Ein Sprecher der Nationalen Apothekervereinigung (NPA) erklärte dazu, das Problem sei bekannt. „Der Mangel an bestimmten Medikamenten ist seit mehreren Monaten ein zunehmendes Problem, und der Brexit scheint die Situation noch verschärft zu haben“, heißt es in einer Stellungnahme des Apothekerverbands. Deshalb fordert er eine Erlaubnis, dass Apotheken untereinander Medikamente austauschen dürfen.

„Eigentlich wurde behauptet, dass die medizinische Versorgung aufblüht, denn der Nationale Gesundheitsdienst hat ja nun 350 Millionen Pfund extra“, bemerkt Ahmed in seiner Apotheke zynisch. Tatsächlich hatten vor dem Referendum Politiker, die den Brexit propagierten, die Information in die Welt gesetzt, Großbritannien könne nach einem Austritt zusätzliche 350 Millionen Pfund pro Woche für den Gesundheitsdienst ausgeben. So stand es auch auf einem roten Brexit-Werbebus, der inzwischen zum Symbol für die Lügenkampagne vor dem Referendum geworden ist.

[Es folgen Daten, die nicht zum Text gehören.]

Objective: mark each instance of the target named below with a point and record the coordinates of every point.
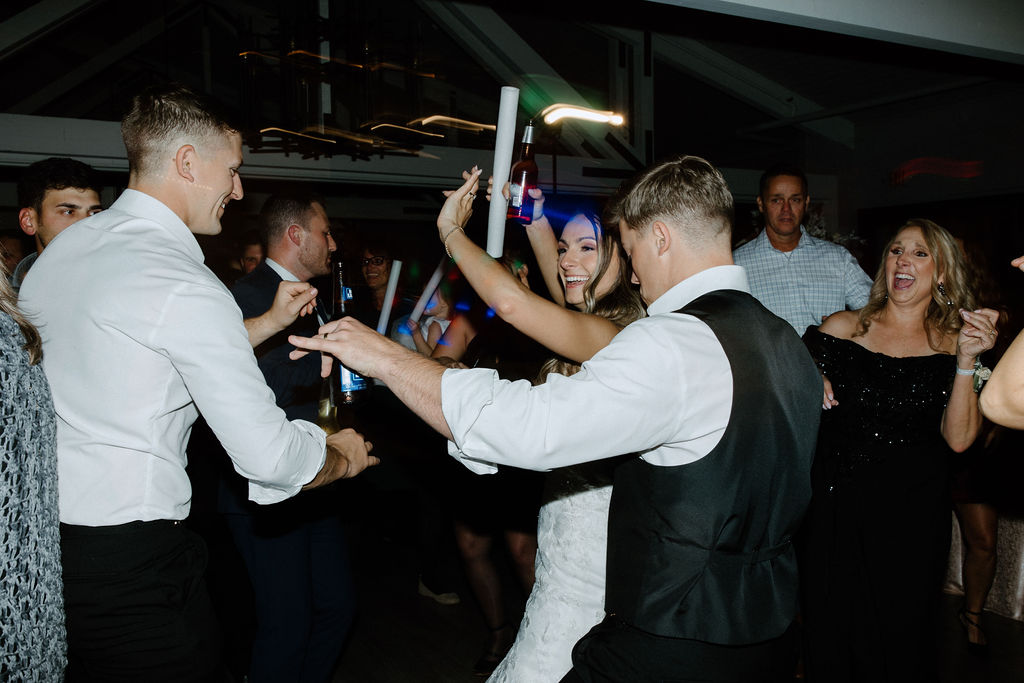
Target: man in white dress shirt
(138, 338)
(718, 399)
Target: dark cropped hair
(286, 209)
(8, 304)
(53, 173)
(687, 190)
(165, 117)
(781, 169)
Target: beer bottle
(522, 180)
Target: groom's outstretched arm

Unmissverständlich gibt sich Mike Thompson, der Geschäftsführer des Verbands der britischen Pharmaindustrie ABPI: „Während wir so eng wie möglich die Situation eines ungeregelten Brexits vorbereiten, können wir nur betonen, dass ein ‚No Deal‘ eine extreme Herausforderung darstellen wird. Wir können nur hoffen, dass in der wenigen Zeit, die übrig bleibt, das Parlament über eine schnelle Lösung zum ‚No Deal‘-Engpass übereinkommen kann und so Patienten versichern kann, dass die Arzneimittelversorgung im März nicht gestört wird.“

Am Dienstagabend soll in Westminster wieder einmal über einen neuen Plan zum Austritt Großbritanniens abgestimmt werden. Worüber genau eigentlich abgestimmt werden soll, weiß derzeit noch niemand.